If we do ingest records like the one above, we will have to figure out how these  more detailed records will relate to what we have already created.  If, as planned, we have one generic name record for a person, it makes the job easier, as we won’t be looking to make any one EAC-CPF record into the main name record, we will simply link to it from the main record. Bear in mind, our main record is intended to be a domain-neutral entry – linking to other sources beyond archives.  EAC-CPF records might do this to some extent, but they are unlikely to link to the Jisc Library Hub, and probably won’t link to Wikidata, or other external sources.   They are far more likely to provide internal links to the archive catalogue they relate to.

Arguably, it might be easier to forget about creating name records ourselves (from the catalogue entries) and just work with name records that have been created by our contributors (which are likely to be well-structured and include life dates). But if we do that, the pot of names will grow slowly, as only a small proportion of repositories create name records. We can’t realistically give the end user a few thousand name records covering maybe 1-2% of our names – they might search for ‘Winston Churchill’ as a name, and find that we don’t have him!  It would not remove the problem of name matching, and it would make the whole idea of reaching out beyond the archive domain, by linking into other resources using our names as the hook, rather ineffectual.

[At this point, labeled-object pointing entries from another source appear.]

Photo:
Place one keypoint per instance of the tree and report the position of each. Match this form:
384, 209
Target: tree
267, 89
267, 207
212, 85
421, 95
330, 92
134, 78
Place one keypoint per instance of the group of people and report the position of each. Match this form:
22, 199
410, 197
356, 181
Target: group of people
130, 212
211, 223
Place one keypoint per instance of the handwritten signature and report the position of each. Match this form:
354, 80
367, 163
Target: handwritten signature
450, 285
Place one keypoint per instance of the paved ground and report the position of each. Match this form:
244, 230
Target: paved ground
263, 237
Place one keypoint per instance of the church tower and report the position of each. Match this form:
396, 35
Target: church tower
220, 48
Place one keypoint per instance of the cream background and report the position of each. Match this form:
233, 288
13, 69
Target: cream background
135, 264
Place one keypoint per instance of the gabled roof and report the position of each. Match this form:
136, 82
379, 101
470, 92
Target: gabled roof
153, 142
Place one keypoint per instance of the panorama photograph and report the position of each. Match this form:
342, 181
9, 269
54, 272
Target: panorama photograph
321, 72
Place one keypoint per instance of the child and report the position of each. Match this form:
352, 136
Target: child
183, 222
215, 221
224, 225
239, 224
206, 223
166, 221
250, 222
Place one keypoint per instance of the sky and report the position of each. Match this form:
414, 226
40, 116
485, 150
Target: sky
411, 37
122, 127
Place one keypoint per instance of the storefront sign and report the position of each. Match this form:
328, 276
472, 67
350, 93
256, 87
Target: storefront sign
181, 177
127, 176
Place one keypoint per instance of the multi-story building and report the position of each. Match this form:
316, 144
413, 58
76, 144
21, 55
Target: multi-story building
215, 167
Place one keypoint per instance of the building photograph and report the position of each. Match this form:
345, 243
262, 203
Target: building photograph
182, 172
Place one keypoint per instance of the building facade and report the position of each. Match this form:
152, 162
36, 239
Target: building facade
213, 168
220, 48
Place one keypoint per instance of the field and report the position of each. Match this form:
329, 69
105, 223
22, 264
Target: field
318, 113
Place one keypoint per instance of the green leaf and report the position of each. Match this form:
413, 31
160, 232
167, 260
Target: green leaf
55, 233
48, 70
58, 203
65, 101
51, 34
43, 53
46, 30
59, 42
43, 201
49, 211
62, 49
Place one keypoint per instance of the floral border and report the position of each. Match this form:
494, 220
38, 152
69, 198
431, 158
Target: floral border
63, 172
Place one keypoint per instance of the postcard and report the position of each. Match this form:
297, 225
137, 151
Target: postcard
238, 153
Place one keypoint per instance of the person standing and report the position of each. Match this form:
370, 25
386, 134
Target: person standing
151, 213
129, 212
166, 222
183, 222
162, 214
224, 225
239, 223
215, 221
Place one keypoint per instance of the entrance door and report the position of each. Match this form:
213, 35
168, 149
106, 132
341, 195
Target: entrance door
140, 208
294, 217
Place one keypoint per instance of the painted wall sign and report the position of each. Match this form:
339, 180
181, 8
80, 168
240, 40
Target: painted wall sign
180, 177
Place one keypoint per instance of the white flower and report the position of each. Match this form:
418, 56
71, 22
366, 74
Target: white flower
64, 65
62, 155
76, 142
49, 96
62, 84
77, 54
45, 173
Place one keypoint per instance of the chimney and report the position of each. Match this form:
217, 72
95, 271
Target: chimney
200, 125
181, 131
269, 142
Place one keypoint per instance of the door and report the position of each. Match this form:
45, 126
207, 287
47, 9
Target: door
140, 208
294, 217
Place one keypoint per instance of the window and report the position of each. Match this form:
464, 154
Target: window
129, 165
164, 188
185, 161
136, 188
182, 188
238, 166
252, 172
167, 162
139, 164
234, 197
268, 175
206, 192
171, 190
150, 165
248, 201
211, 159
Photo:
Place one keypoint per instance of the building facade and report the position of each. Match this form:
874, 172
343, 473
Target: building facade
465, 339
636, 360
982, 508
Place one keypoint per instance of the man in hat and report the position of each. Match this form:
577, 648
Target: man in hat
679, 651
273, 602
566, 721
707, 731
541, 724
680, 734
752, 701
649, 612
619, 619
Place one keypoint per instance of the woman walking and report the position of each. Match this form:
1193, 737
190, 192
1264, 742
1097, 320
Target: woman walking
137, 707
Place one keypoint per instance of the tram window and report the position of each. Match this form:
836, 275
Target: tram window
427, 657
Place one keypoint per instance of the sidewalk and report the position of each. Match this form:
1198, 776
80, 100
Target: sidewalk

Therefore, we propose to keep the separate name records in our system We propose to create a ‘generic record’, which is what would be prominent in the Archives Hub display. We would then have the potential to link the records together, to blend them,  to try some text mining and analysis techniques. It gives us options.  It would not be sensible to make those decisions now. It is better to lay the groundwork that enables us to be flexible.   This approach allows us to link to an individual name record where we don’t feel able to confirm a ‘same as’ relationship. It presents the option to the end user – here is a name – we think this is the same person, so we’ve provided a link.

The end user experience needs to make sense and not mislead or provide false information. Links to brief name records could seem confusing, but, as I have said, trying to bring together in one record all the information from several name records, with  their biographies, relationships, aliases, events, related resources, is likely to be a nightmare.  In the end, it will take a good deal more testing and working with researchers to work out what is best.